Lentamente, também, o próprio Sidarta assimilara algo das atitudes peculiares dos homens tolos, de sua ingenuidade e de seus receios. E todavia, tinha inveja deles, tanto maior quanto mais se assemelhava. Invejava-lhes aquela única coisa que lhe faltava e que eles possuíam, a saber: a importância que logravam ligar a sua vida, a violência de suas alegrias e de seus temores, a angustiada e, todavia, doce felicidade de seus eternos desejos. Essa gente apaixonava-se ininterruptamente por si mesma, por mulheres, por filhos, por honrarias ou dinheiro, por projetos e esperanças. Ele, porém, era incapaz de aprender isso, precisamente aquela alegria infantil, aquela tolice ingênua.
Ele começou a ficar cada vez mais entediado e antipático – sua fisionomia continuava mais inteligente e espirituosa do que os outros – mas raramente estava risonha:
Uma a uma, assumia aquelas expressões que geralmente se encontram no rosto dos ricaços, os sinais de descontentamento, da morbidez, da indolência, do desânimo, da ausência de amor. Pouco a pouco, apossava-se dele o mal que acontece as almas dos ricos.
O mundo apanhara-o em suas malhas, o prazer, a cobiça, a inércia e, finalmente, também aquele vício que sempre se lhe afigurava o mais estúpido de todos: a avareza. Também a posse, os bens materiais e a riqueza haviam-se apoderado dele, cassando de representar para ele um brinquedo, uma bagatela e transformando-se em grilhões e cargas.
Ele ficou viciado no jogo de dados. Inicialmente, o que o impelia a jogar era a tristeza de sua alma – perder dinheiro, dissipá-lo, causava-lhe certa alegria mesclada de raiva.
Aquele medo, o receio terrível, angustiante, que o acossava enquanto lançava os dados, preocupado com o enorme valor da parada, aquele pavor irresistível – Sidarta adorava-o, procurava renová-lo uma e outra vez, intensificá-lo mais e mais, levá-lo ao auge, porquanto era unicamente essa sensação que ainda lhe proporcionava algo parecido com a felicidade, um quê de inebriamente, uma fagulha de elevação em meio a vida saturada, preguiçosa, insípida.

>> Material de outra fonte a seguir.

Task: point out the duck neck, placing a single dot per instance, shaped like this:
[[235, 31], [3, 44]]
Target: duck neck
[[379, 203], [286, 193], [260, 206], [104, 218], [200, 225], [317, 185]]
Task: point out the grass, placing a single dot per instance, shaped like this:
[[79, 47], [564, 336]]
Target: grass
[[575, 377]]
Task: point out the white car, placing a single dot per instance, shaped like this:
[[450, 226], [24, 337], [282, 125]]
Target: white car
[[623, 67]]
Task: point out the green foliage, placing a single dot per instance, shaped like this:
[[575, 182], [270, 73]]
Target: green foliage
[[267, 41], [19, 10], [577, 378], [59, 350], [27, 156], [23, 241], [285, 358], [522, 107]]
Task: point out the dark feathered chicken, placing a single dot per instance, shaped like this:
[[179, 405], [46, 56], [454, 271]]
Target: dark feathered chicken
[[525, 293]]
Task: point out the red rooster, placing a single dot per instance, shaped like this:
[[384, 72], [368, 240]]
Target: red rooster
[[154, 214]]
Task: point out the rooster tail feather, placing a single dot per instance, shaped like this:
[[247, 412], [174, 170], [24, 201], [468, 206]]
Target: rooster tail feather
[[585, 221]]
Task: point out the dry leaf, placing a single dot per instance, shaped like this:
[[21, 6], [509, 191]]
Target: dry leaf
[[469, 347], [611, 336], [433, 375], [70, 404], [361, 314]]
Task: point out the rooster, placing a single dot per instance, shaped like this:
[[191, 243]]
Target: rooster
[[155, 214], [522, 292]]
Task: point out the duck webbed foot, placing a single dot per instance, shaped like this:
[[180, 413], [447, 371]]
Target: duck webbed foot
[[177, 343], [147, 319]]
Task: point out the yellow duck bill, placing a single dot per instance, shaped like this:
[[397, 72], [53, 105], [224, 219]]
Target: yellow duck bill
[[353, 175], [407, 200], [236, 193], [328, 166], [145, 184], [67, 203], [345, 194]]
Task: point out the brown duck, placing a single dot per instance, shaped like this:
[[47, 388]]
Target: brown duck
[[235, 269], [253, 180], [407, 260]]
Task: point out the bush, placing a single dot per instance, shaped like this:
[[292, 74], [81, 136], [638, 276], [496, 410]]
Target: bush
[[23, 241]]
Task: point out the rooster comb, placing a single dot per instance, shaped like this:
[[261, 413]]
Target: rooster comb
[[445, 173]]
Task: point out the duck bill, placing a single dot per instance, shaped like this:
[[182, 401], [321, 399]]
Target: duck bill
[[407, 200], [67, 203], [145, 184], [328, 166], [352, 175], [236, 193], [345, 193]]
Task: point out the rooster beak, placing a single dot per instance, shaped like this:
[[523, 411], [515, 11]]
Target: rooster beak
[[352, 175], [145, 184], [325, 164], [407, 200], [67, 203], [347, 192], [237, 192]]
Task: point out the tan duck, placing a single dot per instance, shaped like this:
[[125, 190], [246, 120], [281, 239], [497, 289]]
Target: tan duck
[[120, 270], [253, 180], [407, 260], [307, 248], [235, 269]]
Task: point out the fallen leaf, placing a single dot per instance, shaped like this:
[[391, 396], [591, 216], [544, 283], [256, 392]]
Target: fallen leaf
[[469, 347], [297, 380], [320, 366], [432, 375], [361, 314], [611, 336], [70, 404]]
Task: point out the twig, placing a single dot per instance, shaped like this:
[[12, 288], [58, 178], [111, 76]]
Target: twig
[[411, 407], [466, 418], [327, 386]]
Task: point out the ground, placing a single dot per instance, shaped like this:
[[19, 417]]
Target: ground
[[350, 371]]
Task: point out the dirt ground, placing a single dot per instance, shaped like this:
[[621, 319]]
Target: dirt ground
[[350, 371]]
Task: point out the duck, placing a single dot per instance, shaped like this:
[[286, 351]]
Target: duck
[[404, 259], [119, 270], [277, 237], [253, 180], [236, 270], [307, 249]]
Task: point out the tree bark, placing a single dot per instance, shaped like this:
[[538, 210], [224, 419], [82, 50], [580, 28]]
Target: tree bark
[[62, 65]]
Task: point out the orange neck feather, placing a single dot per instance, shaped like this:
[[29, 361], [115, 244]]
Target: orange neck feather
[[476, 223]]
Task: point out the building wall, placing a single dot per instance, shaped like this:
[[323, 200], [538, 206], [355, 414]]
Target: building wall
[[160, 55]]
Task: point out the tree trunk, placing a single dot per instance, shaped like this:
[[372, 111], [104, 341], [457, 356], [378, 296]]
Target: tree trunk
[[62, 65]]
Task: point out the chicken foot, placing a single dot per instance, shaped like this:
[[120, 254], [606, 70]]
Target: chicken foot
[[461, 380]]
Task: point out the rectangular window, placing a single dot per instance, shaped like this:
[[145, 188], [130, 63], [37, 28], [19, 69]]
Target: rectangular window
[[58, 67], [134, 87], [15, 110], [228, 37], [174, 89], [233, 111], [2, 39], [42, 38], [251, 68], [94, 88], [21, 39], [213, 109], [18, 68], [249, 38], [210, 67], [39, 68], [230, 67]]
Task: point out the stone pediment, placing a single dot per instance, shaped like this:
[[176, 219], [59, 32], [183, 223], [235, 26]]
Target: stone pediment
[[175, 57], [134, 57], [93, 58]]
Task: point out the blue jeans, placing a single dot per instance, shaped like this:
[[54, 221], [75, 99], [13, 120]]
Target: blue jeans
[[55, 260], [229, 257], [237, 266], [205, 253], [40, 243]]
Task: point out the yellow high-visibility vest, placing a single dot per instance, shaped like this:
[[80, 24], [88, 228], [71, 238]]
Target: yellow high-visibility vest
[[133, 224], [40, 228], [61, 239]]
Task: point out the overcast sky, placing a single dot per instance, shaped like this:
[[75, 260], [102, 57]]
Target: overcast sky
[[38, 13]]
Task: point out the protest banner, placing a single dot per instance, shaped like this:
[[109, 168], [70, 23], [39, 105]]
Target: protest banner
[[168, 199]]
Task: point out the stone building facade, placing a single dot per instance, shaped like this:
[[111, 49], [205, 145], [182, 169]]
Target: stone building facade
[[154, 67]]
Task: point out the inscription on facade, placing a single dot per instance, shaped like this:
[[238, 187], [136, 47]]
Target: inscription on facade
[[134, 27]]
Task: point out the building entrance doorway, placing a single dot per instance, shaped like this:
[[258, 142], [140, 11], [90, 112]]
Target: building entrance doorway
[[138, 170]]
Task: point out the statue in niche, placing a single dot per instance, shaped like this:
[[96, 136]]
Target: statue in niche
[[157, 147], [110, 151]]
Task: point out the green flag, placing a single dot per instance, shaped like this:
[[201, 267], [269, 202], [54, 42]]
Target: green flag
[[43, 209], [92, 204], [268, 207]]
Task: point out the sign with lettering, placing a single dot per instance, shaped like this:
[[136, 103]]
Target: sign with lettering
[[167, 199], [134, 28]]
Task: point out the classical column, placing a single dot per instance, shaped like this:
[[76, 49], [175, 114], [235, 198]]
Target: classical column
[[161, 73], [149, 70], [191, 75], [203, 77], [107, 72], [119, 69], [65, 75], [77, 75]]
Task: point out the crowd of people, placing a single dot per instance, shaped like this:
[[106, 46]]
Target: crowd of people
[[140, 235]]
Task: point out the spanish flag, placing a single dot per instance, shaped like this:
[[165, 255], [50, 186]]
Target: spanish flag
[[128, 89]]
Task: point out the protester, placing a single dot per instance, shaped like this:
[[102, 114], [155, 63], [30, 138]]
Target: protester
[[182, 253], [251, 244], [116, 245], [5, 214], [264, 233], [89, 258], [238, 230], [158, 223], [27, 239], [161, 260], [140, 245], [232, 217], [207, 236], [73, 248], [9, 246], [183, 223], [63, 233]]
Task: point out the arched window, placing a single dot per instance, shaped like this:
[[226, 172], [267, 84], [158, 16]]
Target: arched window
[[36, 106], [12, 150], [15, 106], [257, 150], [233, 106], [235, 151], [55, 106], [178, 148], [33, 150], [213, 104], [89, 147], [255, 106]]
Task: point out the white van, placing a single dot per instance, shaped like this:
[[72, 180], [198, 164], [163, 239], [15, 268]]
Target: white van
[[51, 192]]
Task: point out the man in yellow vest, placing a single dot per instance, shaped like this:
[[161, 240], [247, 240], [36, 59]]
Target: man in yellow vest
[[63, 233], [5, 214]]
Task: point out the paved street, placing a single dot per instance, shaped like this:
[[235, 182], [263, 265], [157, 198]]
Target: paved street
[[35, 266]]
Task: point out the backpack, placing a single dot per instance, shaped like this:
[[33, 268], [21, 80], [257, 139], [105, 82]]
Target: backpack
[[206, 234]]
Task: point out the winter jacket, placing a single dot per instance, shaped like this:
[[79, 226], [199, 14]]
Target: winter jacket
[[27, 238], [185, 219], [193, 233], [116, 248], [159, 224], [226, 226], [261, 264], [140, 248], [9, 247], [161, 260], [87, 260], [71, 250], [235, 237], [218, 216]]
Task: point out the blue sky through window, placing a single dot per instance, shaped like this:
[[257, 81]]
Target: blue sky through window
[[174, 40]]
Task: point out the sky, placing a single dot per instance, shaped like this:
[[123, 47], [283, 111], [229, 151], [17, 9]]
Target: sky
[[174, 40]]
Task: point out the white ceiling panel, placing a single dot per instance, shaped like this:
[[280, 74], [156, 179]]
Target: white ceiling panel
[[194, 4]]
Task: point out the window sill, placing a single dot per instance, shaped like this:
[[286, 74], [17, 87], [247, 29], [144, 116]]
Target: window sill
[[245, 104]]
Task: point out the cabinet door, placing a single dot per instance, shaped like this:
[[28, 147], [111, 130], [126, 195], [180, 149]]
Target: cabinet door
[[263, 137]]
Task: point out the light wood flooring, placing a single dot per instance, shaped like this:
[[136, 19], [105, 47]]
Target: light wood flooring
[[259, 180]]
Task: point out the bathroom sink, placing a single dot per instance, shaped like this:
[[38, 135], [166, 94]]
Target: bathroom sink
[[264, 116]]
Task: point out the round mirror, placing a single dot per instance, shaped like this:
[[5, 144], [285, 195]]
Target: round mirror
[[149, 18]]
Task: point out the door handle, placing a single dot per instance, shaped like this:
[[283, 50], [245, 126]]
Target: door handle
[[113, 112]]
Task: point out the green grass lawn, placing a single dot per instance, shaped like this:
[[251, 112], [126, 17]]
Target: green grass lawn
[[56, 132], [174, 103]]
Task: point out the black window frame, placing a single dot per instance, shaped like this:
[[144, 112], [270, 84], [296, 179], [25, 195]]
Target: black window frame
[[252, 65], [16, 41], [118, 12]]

O mesmo Sidarta que jogava fora dez mil moedas numa só jogada e ainda se ria do prejuízo, tornava-se mais e mais duro, mais e mais mesquinho nos negócios. De noite acontecia-lhe de sonhar com o dinheiro!
Sidarta começou a sentir uma profunda angústia, um nojo de como sua vida estava:
Mas muito mais que todo o resto, causavam-lhe asco sua própria pessoa, os cabelos perfumados, o bafo de vinho que sua boca exalava, a flacidez e o mal estar de sua pelo. Assim como um homem empanturrado de comida e bebida prefere os espasmos do vômito aliviador, assim desejava Sidarta, nessa noite de insônia, lançar para fora de si, num imenso jato de enjoo, aqueles prazeres. aqueles hábitos, aquela vida absurda e livrar-se de si mesmo.
Durante todos esses anos, inconscientemente se esforçara, ansiara por ser uma criatura igual ás demais, igual aqueles tolos e, apesar disso, levara uma vida muito mais triste, muito mais pobre que eles, que tinham propósitos e preocupações diferentes
Sidarta percebeu que não podia mais viver daquela forma – que aquele jogo (samsara – a inquietude da vida humana, a vida de prazeres e mundana) tinha acabado para ele.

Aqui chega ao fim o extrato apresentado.